A distributed version of keepgrabbing2.py and a little bit of civil disobedience on the part of some scholars and wikipedians would go a long ways towards cutting this particular Gordian knot. (We could call the project KeepGrabbing@Home --- the search for intelligent life on THIS planet.)
You may well disagree with this approach. In fact, I see two options; the other may be attractive. (But I don't see any reason to imagine that "lobbying" will get the job done.)
The two options:
(1) building an infrastructure that makes the old one obsolete; (2) or recognizing the non-obsolescence of the old system, and stealing whatever it has to offer.
Both courses can be pursued in parallel.
On Thu, May 3, 2012 at 11:17 AM, Steven Walling swalling@wikimedia.orgwrote:
They do not have access to them, because they are unaffiliated scholars. Dozens of editors want access to this content,[1] but can't have it because JSTOR locks it down.
A friend pointed out to me offlist that there is a slight error in my statement which merits correcting: JSTOR is not necessarily to blame here, since they are simply an archive, and have to fit in with how journal publishers license their content.
So FWIW, the real solution probably starts with open access journals like those published by PLoS. Wikipedia could do a lot more to encourage use of the the open access content that already is available.

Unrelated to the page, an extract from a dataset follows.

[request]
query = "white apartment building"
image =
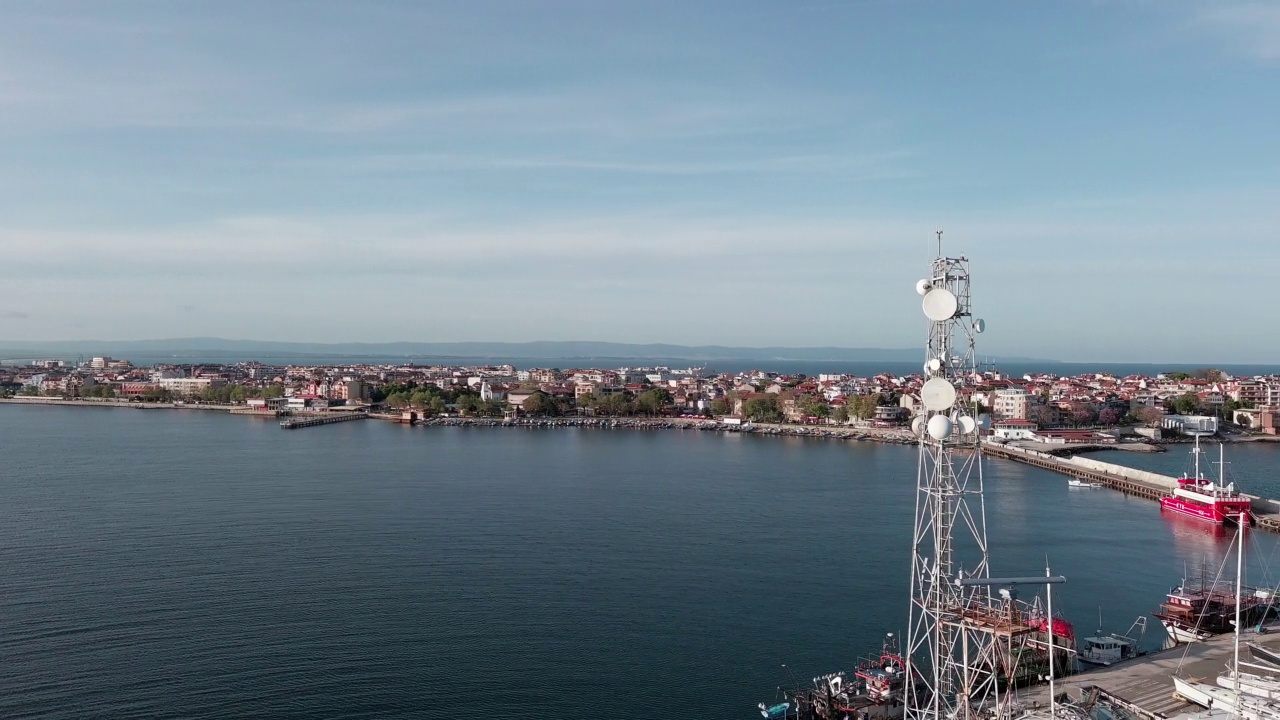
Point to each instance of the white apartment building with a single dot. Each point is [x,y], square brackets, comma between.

They are more than an archive. They impose a very hefty surcharge on their own account, beyond what they need pay for licensing the backfiles from the publishers. They spent the money very usefully in the past: they have scanned and archived hundreds of thousands of pages print journals at a time nobody else was doing it sand no electronic backfiles existed, themselves developing the technology. They continue to archive additional print publications--but since there are so many people prepared to use what is now a mature technology without charging anybody for it, perhaps this role is no longer essential.
And making available backfiles that publishers have already digitized costs very little by comparison. But their publishers are by and large not profit-making commercial enterprises: they are primarily scholarly societies, some of them prosperous, but most very precariously funded themselves.
On Thu, May 3, 2012 at 7:06 PM, Steven Walling swalling@wikimedia.org wrote:
On Thu, May 3, 2012 at 11:17 AM, Steven Walling swalling@wikimedia.org wrote:
They do not have access to them, because they are unaffiliated scholars. Dozens of editors want access to this content,[1] but can't have it because JSTOR locks it down.
A friend pointed out to me offlist that there is a slight error in my statement which merits correcting: JSTOR is not necessarily to blame here, since they are simply an archive, and have to fit in with how journal publishers license their content.
So FWIW, the real solution probably starts with open access journals like those published by PLoS. Wikipedia could do a lot more to encourage use of the the open access content that already is available.